Twitch City (1998-2000)

Looks-wise, Twitch City hasn’t aged well — its loud colors, garish outfits, and odd camera work make it resemble Hackers. But comedically, this show was ahead of its time with an inventive, dark self-awareness as it tried to break down the stale conventions of ’90s sitcoms. I mean, one of the main characters, Nathan, goes to prison at the beginning of the series for murdering a guy in Kensington Market, played by Al Waxman from King of Kensington. His absence from his apartment allows for the premise of the show: His slacker roommates Curtis and Hope (played by Molly Parker!) constantly seek out a new tenant to take over Nathan’s room. Sometimes they’re drug dealers, sometimes they’re Nazis. Curtis, meanwhile, is an agoraphobic TV addict obsessed with a trash talk-show host played first by Bruce McCulloch and then his fellow Kid in the Hall Mark McKinney. Twitch City was bonkers. (Available on YouTube.)

Workin’ Moms (2017-present)

This isn’t the first series about working parents trying to “have it all,” but it’s maybe the first one that isn’t condescending to the actual workin’ moms in the audience. Most people have a hard time juggling everything, and Workin’ Moms shows that the difficulty can manifest in many different ways.

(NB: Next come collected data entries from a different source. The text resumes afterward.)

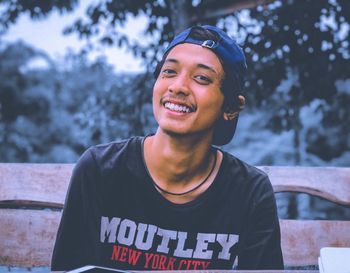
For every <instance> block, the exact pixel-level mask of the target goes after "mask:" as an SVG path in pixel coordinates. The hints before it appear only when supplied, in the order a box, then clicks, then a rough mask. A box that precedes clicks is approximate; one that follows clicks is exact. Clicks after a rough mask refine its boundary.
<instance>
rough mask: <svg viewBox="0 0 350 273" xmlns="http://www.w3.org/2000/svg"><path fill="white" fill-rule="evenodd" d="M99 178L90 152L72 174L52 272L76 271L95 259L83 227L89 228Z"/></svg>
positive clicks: (86, 234) (62, 215)
mask: <svg viewBox="0 0 350 273" xmlns="http://www.w3.org/2000/svg"><path fill="white" fill-rule="evenodd" d="M97 176H98V173H97V170H96V164H95V161H94V158H93V155H92V153H91V151H90V150H87V151H86V152H85V153H84V154H83V155H82V157H81V158H80V159H79V161H78V162H77V164H76V166H75V168H74V170H73V173H72V177H71V180H70V185H69V188H68V192H67V196H66V200H65V205H64V208H63V212H62V218H61V222H60V225H59V229H58V232H57V235H56V242H55V246H54V250H53V253H52V260H51V270H52V271H63V270H70V269H74V268H77V267H80V266H83V265H86V264H87V263H89V262H90V263H91V261H92V259H93V257H92V256H93V254H92V253H91V249H92V248H91V247H89V239H88V238H89V237H88V234H86V228H84V226H85V227H86V224H87V211H88V210H89V209H90V208H89V203H91V202H92V200H91V198H92V196H93V185H94V184H96V181H95V180H96V179H97Z"/></svg>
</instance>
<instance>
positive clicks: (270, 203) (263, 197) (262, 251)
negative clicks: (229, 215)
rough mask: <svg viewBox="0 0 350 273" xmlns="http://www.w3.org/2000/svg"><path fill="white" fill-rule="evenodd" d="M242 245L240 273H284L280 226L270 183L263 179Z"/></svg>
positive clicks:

Kate (creator Catherine Reitman) has an important job and a new baby and struggles to nail the balance, while Frankie (Juno Ruddell) gets stymied by postpartum depression. The comedy can be dark and provocative, but the comedy is real. (Available on Netflix)

Young Drunk Punk (2015)

Imagine if they made The Wonder Years, but instead of fondness and nostalgia, the adult Kevin Arnold looked back on his youth with slight mockery and mild embarrassment. That’s the conceit of Young Drunk Punk, set in early-’80s Calgary and detailing the exploits of recent high-school graduate Ian (Tim Carlson) and his easygoing best friend Shinky as they try to stay true to the punk ideals they’ve learned solely from Buzzcocks records and figure out their identities. Mostly they just try to stay out of the way of Ian’s angry dad, who runs a planned community with an iron fist. (Kids in the Hall’s Bruce McCulloch plays the dad, but really his own dad, because he created Young Drunk Punk as a loose reflection on his own time as an early-’80s young, drunk punk.)